Appeal and Error--writ of habeas corpus--effect of Fourth Circuit decision--tax on seized
narcotics
Defendant's appeal from the denial of his writ of habeas corpus petition seeking relief
from an alleged double jeopardy violation as a result of a tax assessment on drugs and the
subsequent conviction for possession with intent to sell and deliver those drugs is dismissed
because no appeal lies from an order made in a habeas corpus proceeding instituted under Chapter
17 of the North Carolina General Statutes since the remedy, if any, is by petition for writ of
certiorari, and the Court of Appeals declines to address these issues pursuant to a writ of
certiorari since: (1) the constitutionality of the assessment and collection of the drug tax has been
previously upheld by North Carolina appellate courts; and (2) federal appellate decisions are not
binding upon either the appellate or trial courts of this State with the exception of decisions of the
United States Supreme Court.
Attorney General Michael F. Easley, by Assistant Attorney
General Christopher E. Allen, for the State.

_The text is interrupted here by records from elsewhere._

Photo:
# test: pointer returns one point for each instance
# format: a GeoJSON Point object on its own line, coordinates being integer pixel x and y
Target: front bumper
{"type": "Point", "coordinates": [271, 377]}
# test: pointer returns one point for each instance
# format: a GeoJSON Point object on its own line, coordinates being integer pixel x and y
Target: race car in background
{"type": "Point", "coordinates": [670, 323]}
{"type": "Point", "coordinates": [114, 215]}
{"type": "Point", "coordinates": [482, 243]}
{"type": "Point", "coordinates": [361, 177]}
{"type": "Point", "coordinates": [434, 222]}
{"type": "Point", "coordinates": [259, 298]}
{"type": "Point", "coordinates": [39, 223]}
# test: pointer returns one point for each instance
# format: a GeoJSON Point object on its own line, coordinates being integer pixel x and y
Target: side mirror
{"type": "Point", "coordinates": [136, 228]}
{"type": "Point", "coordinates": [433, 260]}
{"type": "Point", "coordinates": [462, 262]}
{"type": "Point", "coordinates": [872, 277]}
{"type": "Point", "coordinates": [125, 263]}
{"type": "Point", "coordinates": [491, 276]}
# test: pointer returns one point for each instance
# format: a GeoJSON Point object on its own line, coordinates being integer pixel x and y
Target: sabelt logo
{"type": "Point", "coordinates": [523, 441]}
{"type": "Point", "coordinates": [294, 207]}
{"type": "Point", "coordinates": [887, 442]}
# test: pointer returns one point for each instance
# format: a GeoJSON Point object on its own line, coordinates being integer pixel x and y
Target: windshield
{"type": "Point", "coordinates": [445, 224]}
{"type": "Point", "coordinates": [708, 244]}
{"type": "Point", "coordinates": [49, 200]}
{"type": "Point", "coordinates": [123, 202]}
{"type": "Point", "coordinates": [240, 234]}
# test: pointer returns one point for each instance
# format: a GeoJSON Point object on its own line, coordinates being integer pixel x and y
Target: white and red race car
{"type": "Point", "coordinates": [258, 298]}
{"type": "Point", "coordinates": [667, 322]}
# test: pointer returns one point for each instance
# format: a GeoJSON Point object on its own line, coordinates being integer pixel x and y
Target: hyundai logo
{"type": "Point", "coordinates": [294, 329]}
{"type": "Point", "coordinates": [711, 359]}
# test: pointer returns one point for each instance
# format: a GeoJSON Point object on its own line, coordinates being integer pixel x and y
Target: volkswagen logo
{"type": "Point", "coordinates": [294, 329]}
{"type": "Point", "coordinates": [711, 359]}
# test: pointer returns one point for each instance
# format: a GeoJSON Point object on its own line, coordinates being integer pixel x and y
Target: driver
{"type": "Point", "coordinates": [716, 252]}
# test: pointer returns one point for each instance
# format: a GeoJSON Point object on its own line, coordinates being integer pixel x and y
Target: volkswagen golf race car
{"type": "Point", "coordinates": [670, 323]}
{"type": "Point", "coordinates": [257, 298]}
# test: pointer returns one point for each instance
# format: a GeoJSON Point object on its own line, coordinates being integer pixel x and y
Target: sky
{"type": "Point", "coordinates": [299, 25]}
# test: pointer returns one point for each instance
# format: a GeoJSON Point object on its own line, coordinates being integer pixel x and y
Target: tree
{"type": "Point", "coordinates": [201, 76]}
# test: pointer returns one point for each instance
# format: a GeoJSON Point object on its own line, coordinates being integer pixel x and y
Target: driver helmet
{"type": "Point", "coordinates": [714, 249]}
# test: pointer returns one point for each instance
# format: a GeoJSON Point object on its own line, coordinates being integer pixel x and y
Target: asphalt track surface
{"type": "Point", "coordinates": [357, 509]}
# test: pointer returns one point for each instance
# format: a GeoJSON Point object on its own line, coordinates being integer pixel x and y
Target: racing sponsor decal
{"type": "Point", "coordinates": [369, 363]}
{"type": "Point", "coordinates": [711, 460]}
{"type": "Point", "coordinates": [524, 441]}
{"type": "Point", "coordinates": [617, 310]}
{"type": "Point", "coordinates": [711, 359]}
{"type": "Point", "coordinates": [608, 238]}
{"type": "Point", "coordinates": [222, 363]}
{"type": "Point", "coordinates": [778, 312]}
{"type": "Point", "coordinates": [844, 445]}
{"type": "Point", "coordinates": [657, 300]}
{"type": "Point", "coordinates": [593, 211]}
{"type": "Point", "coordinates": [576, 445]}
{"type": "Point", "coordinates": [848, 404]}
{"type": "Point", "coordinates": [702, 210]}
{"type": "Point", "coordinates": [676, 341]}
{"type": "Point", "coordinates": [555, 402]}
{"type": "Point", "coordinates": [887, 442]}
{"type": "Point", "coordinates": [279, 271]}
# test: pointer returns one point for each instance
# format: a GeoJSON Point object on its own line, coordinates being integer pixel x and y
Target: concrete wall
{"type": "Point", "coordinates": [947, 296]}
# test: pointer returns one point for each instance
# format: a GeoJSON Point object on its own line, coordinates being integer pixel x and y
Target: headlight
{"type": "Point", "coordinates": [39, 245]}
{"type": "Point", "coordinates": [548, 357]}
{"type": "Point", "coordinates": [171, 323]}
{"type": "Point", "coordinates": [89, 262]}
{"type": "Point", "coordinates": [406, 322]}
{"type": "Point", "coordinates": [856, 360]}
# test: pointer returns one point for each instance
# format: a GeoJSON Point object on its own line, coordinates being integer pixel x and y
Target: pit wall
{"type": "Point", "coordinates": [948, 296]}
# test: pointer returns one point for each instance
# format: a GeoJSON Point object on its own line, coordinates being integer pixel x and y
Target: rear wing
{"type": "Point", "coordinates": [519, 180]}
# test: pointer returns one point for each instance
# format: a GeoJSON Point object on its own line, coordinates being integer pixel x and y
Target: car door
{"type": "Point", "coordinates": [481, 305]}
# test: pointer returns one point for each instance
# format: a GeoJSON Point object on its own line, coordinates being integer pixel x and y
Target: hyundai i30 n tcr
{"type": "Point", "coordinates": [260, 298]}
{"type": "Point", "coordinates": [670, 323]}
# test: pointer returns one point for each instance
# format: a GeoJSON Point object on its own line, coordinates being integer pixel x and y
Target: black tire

Steven A. Grossman for defendant-appellant.
SMITH, Judge.
On 3 January 1995, the North Carolina Department of Revenue
notified defendant of a controlled substance tax assessment of
$3,210.67 for thirty-eight dosage units of cocaine. The Department
of Revenue on 7 January 1995 garnished $1,874.50 which was in
defendant's possession at the time of his arrest. Defendant was
subsequently convicted on 16 August 1995 of possession with intent
to sell and deliver cocaine, resisting a public officer, and
determined to be an habitual felon. The trial court sentenced him
to a term of 96 to 125 months' imprisonment, and defendantappealed. This Court found no error on appeal. State v. Wambach,
122 N.C. App. 580, 475 S.E.2d 259 (1996) (unpublished), cert.
denied, 345 N.C. 645, 483 S.E.2d 717 (1997).
On 12 November 1998, defendant filed a pro se petition for
writ of habeas corpus. Defendant alleged that he had been
subjected to double jeopardy as a result of an improperly imposed
second punishment. After hearing the matter on 1 April 1999, the
trial court determined that defendant had not been placed in
jeopardy twice for the same offense and denied defendant's
petition. From the trial court's order, defendant appeals.
Defendant contends the trial court committed reversible error
by denying his petition for writ of habeas corpus. He argues the
trial court erred by not following precedent from the United States
Court of Appeals for the Fourth Circuit which found North
Carolina's drug tax (N.C. Gen. Stat. § 105-113.105 et seq. (1999))
to be a criminal penalty. See Lynn v. West, 134 F.3d 582 (4th Cir.
1998), cert. denied, 525 U.S. 813, 142 L. Ed. 2d 36 (1998).
Defendant asks that his convictions, which were subsequent to his
partial payment of the drug tax, be vacated.
As an initial matter, this Court notes that petitioner has no
appeal of right from the trial court's order.
In this jurisdiction the rule is firmly
established that no appeal lies from an order
made in a habeas corpus proceeding institutedunder N.C. Gen. Stats., ch. 17 by a prisoner
to inquire into the legality of his restraint.
The remedy, if any, is by petition for
certiorari addressed to the sound discretion
of the appropriate appellate court.
State v. Niccum, 293 N.C. 276, 278, 238 S.E.2d 141, 143 (1977).
Accordingly, defendant's appeal is dismissed.
Defendant's counsel requests that in the event this Court
deems appeal inappropriate, to consider the issues herein by way ofcertiorari pursuant to Rule 21 of the North Carolina Rules of
Appellate Procedure, due to their constitutional nature. However,
the constitutionality of the assessment and collection of the drug
tax has been previously upheld in State v. Ballenger, 123 N.C. App.
179, 472 S.E.2d 572 (1996), aff'd per curiam, 345 N.C. 626, 481
S.E.2d 84, cert. denied, 522 U.S. 817, 139 L. Ed. 2d 29 (1997), and
State v. Creason, 123 N.C. App. 495, 473 S.E.2d 771 (1996), aff'd
per curiam, 346 N.C. 165, 484 S.E.2d 525 (1997). As for the
applicability of the Lynn decision, with the exception of
decisions of the United States Supreme Court, federal appellate
decisions are not binding upon either the appellate or trial courts
of this State. State v. Adams, 132 N.C. App. 819, 820, 513 S.E.2d
588, 589, disc. review denied, 350 N.C. 836, ___ S.E.2d ___, cert.
denied, ___ U.S. ___, 145 L. Ed.2d 414 (1999). We therefore
decline to address these issues pursuant to a writ of certiorari.
Dismissed.
Chief Judge EAGLES and Judge WALKER concur.